De acuerdo con el artículo 79, párrafo 9, del Reglamento, la Corte "podrá optar por mantener la objeción, rechazarla, o declarar que la objeción no posee, en las circunstancias del caso, un carácter exclusivamente preliminar". En la disputa territorial y marítima (Nicaragua v. Colombia) (ICJ Reports 2007 (II), p. 852, párr. 51), cuando una oposición también se había presentado sobre la base del artículo VI del Pacto de Bogotá, la Corte dicho eso:

"una fiesta objeciones preliminares tiene derecho a que estas objeciones contestadas en la etapa preliminar del procedimiento a menos que el Tribunal no tiene ante sí todos los elementos necesarios para decidir las cuestiones planteadas o si responder a la objeción preliminar determinarían la disputa, o algunos elementos de la misma, en cuanto al fondo ".

Cuando se invoca el artículo VI del Pacto de Bogotá, la cuestión de si un asunto se resolvió a menudo afectará tanto a la jurisdicción y el fondo.
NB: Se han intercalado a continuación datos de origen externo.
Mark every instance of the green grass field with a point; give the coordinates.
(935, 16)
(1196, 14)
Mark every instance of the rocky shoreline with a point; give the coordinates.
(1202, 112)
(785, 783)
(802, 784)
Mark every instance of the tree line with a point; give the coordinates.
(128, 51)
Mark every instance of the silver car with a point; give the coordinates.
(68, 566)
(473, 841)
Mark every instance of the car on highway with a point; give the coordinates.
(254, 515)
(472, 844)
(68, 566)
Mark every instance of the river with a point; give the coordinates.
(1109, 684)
Sin embargo, la Corte no se abstuvo en la disputa territorial y marítima (Nicaragua v. Colombia) de considerar que la sentencia sobre excepciones preliminares podía "tocar ciertos aspectos de los méritos del caso" (ICJ Reports 2007 (II), p. 852, párr. 51). El Tribunal consideró en su sentencia sobre excepciones preliminares que ciertas preguntas, relativas a la soberanía sobre las tres islas con nombre, debían considerarse como resuelta por un tratado bilateral entre las Partes (ibid., Pp 860-861., Párrs. 86 a 90) . La jurisdicción de la Corte fue confirmada con respecto a otras cuestiones relativas a la soberanía territorial. Se consideró que estas cuestiones no "resuelto" por el tratado bilateral y, por tanto, eran considerados como pertenecientes a la jurisdicción de la Corte (ibíd., Pág. 863, párr. 97, p. 865, párr. 104).
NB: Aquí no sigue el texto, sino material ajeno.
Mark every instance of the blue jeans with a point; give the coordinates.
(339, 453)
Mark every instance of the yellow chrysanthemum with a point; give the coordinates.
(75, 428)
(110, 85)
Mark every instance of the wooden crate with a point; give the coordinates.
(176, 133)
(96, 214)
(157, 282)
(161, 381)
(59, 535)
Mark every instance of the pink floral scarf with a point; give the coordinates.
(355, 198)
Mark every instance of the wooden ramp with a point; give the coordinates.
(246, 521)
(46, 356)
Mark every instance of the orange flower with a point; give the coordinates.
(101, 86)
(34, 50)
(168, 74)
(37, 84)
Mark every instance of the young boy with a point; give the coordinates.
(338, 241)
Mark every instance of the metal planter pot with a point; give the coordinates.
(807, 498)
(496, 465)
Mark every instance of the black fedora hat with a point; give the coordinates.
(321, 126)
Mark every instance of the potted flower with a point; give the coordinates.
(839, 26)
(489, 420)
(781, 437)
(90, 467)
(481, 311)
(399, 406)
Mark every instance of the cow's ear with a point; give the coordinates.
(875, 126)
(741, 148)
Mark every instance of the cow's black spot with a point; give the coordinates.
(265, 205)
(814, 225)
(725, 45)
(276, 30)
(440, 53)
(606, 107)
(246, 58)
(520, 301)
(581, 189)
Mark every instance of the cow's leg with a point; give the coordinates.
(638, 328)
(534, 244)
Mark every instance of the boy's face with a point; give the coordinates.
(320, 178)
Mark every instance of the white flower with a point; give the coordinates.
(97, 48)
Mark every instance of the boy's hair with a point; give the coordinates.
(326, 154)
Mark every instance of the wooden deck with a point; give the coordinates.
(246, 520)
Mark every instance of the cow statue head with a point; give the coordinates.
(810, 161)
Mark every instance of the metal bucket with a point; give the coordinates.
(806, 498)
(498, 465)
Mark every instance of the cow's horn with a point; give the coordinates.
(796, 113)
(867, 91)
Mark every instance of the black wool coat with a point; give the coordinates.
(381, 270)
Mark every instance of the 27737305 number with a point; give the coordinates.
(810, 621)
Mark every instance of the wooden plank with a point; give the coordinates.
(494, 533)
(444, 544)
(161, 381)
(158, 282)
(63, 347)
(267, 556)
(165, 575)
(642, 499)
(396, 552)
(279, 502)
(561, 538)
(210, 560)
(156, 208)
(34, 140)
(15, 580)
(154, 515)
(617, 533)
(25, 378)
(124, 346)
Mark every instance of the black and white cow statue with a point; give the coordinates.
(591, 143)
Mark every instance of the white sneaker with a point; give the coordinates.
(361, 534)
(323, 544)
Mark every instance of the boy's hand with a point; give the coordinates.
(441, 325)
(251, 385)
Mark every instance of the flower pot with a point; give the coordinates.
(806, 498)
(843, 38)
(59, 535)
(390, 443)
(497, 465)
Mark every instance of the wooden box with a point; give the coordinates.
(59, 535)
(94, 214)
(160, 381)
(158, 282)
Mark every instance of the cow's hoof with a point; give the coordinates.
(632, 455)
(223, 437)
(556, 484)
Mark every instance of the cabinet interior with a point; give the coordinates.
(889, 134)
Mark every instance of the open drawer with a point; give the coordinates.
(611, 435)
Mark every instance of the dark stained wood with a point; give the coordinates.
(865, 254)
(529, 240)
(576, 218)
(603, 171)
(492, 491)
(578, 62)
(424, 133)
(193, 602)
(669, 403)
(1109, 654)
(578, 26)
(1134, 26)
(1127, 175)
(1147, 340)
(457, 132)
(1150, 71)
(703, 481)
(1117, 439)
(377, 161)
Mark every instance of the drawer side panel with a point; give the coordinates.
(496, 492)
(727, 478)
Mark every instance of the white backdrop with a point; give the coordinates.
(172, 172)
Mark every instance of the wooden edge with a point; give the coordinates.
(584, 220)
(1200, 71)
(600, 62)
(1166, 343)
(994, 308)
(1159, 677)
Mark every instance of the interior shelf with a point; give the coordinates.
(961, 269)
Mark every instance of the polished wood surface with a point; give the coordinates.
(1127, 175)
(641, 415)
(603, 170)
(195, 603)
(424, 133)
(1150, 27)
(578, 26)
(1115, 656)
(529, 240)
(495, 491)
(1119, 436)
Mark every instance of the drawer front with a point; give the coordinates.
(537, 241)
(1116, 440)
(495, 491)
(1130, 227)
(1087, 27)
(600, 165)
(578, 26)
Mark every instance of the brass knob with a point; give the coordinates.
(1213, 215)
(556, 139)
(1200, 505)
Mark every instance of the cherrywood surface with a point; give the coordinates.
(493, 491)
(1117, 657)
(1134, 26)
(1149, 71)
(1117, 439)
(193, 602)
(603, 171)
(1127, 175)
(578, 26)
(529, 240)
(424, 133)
En el presente caso la Corte podría haber considerado en su sentencia sobre la excepción preliminar si ciertos asuntos habían sido resueltos por el Tratado de 1904. Sin embargo, la Corte no podría haber llegado a una decisión sobre la jurisdicción sin examinar también si un asunto resuelto por dicho Tratado se había inquietado posteriormente. Con este fin, la Corte habría tenido que tener en cuenta algunas cuestiones relacionadas con las negociaciones que también forman parte de los méritos del caso. Dada la conexión entre el papel que las negociaciones pueden haber tenido en perturbando un asunto previamente establecido, por una parte, y la posibilidad de deducir de las negociaciones de la obligación de negociar, por otro, la Corte debería haber constatado que en estas circunstancias, la objeción no tiene un carácter exclusivamente preliminar.